И, веером пустив страницы растрепанного либретто: "Regnava nel silenzio alta la notta e bruna"... - это же Фрэнк Синатра! Начало "Strangers In The Night!" - "Regnava nel silenzio..."
* *
Август был дождливым, проливным, промозглым. Возвращаясь от Майи в город, вываливаясь на платформу Белорусского вокзала, Ким часто рисковал сломать себе шею. Не от того, что скользили по мокрому асфальту подошвы, и не от того, что размокшие окурки, газетные обрывки и прочий мусор были опаснее мартовского гололеда, а от той ликующей слабости, что размывала тело.
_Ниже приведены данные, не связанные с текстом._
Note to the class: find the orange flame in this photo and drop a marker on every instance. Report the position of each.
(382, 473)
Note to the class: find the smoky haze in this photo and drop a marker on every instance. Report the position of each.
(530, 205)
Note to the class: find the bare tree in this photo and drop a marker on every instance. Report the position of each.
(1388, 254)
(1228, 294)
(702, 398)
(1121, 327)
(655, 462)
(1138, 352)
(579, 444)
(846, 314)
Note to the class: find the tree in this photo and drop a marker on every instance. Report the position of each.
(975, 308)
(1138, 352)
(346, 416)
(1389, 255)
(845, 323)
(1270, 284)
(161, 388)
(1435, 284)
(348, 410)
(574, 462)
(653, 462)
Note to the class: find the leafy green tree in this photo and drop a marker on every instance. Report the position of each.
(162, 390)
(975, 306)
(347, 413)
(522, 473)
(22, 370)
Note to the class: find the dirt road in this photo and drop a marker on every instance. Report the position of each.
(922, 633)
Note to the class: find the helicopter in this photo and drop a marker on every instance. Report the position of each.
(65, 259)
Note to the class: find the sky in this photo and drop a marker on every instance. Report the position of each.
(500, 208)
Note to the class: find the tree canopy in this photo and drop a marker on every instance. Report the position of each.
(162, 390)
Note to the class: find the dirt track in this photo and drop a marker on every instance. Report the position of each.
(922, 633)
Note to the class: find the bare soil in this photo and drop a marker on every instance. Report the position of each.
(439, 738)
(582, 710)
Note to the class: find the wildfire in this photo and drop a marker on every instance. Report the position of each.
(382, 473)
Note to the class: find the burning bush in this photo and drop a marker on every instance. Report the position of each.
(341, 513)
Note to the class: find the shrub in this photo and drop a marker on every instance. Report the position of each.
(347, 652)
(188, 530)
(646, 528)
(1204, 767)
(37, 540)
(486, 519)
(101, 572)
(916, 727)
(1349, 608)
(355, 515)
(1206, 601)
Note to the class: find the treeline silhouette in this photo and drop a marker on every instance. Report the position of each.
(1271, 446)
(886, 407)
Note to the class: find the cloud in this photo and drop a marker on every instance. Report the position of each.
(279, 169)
Но он третий год уже занимался борьбой в тускло освещенном полуподвальном зале на Ленинградском шоссе и, в тот единственный раз, когда скорость и слабость, схлестнувшись, сбили его с ног - ловко, как учил мастер спорта Гамбулаев, перекатился через плечо, оберегая тяжелый хромированный "зенит" в отставленной руке, свою первую фотокамеру, с которой он теперь не расставался.
Соседи по коммуналке согласились на общем кухонном совете под бульканье разнокалиберных кастрюль отдать ему под фотолабораторию захламленную кладовку в конце псориазного коридора: четырехметровую безоконную клеть с органом сырых труб, урчащих и булькающих, на которых лопалась и струпьями свисала масляная краска.
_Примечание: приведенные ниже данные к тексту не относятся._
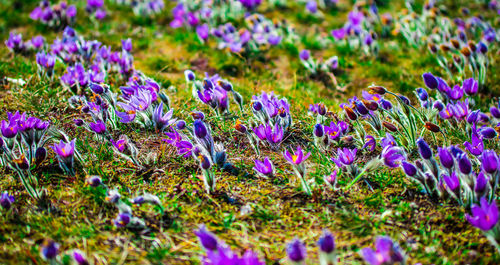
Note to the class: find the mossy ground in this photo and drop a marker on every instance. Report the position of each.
(78, 218)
Его первым снимком был Кремль. Затонувший, размытый волною Кремль. Его отражение. День был солнечный, с легкими перистыми облаками. Широкоугольник "зенита" взял Кремль целиком от башни до башни, с Иваном Великим, Успенским собором, с летящими по набережной автомобилями, с детьми и пенсионерами, выгуливающими собак под высокой стеною, с вытянутым и скошенным вбок отражением в реке - башен, крыш, куполов, крестов, зубцов стен и облаков над золотыми крестами.
Печатая снимок, Ким оставил лишь нижнюю увеличенную часть, отражение Кремля в мелкой речной ряби, и, вставляя снимок под стекло в ореховую раму, где раньше был зажат групповой фотографический портрет исполнителей какой-то чеховской пьесы, снимок перевернул - крестами и куполами вверх.
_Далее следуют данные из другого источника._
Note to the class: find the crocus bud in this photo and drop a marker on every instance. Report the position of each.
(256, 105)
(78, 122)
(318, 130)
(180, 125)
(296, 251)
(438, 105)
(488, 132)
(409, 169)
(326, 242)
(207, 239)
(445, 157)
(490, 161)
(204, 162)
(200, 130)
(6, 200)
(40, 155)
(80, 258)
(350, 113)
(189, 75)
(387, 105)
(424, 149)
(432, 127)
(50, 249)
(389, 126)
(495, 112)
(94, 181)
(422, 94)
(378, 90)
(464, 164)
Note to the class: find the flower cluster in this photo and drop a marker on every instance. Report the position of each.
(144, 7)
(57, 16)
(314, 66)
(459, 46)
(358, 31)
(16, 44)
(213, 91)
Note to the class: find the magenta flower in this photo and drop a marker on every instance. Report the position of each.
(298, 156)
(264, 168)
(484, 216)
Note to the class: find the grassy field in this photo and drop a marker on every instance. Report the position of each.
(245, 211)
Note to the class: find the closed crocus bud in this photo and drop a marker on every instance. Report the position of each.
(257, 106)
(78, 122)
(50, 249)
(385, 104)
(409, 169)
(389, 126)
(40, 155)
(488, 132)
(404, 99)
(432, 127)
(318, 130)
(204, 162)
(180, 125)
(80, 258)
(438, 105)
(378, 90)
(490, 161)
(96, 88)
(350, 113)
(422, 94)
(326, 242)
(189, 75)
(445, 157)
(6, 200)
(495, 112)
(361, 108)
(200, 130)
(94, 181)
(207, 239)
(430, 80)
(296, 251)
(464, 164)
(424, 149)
Утопленник-Кремль, призрак отечественной истории, сорвал с губ матери несвойственное ей патетическое восклицание. Про групповую сепию чеховских героев она, отворачиваясь и громко сморкаясь в клетчатый платок, сказала: Это возле Алупки в Крыму. Семья твоего деда. Щуйских. У них там было летнее имение... И, пряча платок в карман фартука, закончила: Чехов! Боже мой! Действительно Чехов! Дурацкий спектакль, который больше не идет...
Отец Кима был жив. Он жил на набережной напротив Кремля, в сталагмитном сталинском небоскребе и ездил в черном лимузине с личным шофером. Они никогда не виделись. Был он драматургом, писал пьесы. Но в столице и на периферии шла лишь одна - "Полуденные звезды", написанная еще до войны.
Мать уверяла Кима, что его имя ничего общего не имеет с Коммунистическим Интернационалом Молодежи, и что отец его, Иннокентий Щуйский, выбрал имя это из-за любви к Киплингу.
- И к своей основной профессии,- язвительно добавляла она.
* *
Уже не по своей воле спрыгивал Ким на полном ходу через борт вездехода в армии: АКМ в правой руке, полы шинели подвернуты, вещмешок и саперная лопата за спиной да жирная сибирская грязь, примятая дикая трава или же синий снег под ногами.